Working with a small but highly engaged team of stakeholders, Thylacine undertook a review of the existing interpretive assets, including cave tours, the Field of Fossils, and Sibbald’s Cottage museum. We identified the key messages that Wellington Caves wanted to focus on, and, building on these, created a thematic framework based on the remarkable ‘windows to the past’ found in the site’s landscape.
In considering a suitable thematic framework for the richness and complexity of the Wellington Caves site, it was imperative to create a structure that both accurately encompassed the site content and represented the best approach for facilitating visitor understanding. Using time as the framing device through which all the experiences of the site are constructed grants visitors a familiar cognitive entry point—almost everyone, aside from the very young, has a concept of how long a year is. Through interpretation spanning the entire site, visitors are supported to gain an appreciation of geological time, and the important role played by Wellington Caves Reserve, which holds significant evidence of the processes of evolution and geology, spanning from 400 million years ago, to today.
We chose to focus the interpretive framework on the site as a landscape that gives windows or ‘snapshots’ into different periods of time. The Ancient Landscapes: Snapshots through Time framework hinged on four key themes:
Ancient seas—400M years ago: (the Devonian)

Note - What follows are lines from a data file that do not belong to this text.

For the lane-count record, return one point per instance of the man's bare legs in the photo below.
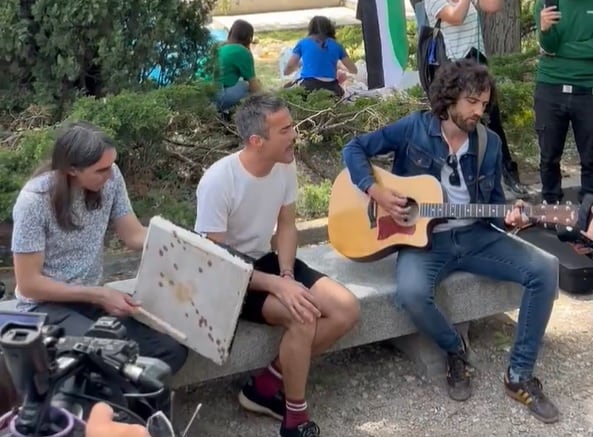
(339, 308)
(301, 341)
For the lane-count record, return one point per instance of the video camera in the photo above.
(59, 378)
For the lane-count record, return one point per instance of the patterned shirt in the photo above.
(459, 40)
(73, 257)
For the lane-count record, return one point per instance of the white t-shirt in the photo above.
(459, 40)
(455, 194)
(245, 207)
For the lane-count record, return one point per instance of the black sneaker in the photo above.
(251, 400)
(530, 393)
(307, 429)
(458, 377)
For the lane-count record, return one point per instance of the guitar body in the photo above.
(360, 230)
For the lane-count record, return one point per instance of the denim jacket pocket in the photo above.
(419, 160)
(486, 184)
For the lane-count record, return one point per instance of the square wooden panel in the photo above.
(194, 284)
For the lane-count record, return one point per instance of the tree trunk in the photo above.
(502, 31)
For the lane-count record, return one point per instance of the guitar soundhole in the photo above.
(413, 213)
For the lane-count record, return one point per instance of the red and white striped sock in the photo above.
(296, 413)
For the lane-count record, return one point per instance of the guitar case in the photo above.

Megafauna—1M years ago: (the Plio-Pleistocene)
First Peoples of this land—50,000 years ago: (the Pre-historic)
Recent history—1788 to today: (the Anthropocene).
Sub-themes for interpretation were also identified, while existing content (eg cave tours) was integrated, with a new structure for tours proposed, shaping their content to highlight the four key themes of the interpretive framework.
New interpretive approaches were also envisioned within the report. These include the Megafauna Orientation and immersive theatre experience, the app-based Megafauna safari, and the “Science today” space, highlighting current research being undertaken on site.
Client Dubbo Regional Council. Project partners Wiradjuri traditional owners represented by the Wellington Aboriginal Advisory Panel and Eye Candy.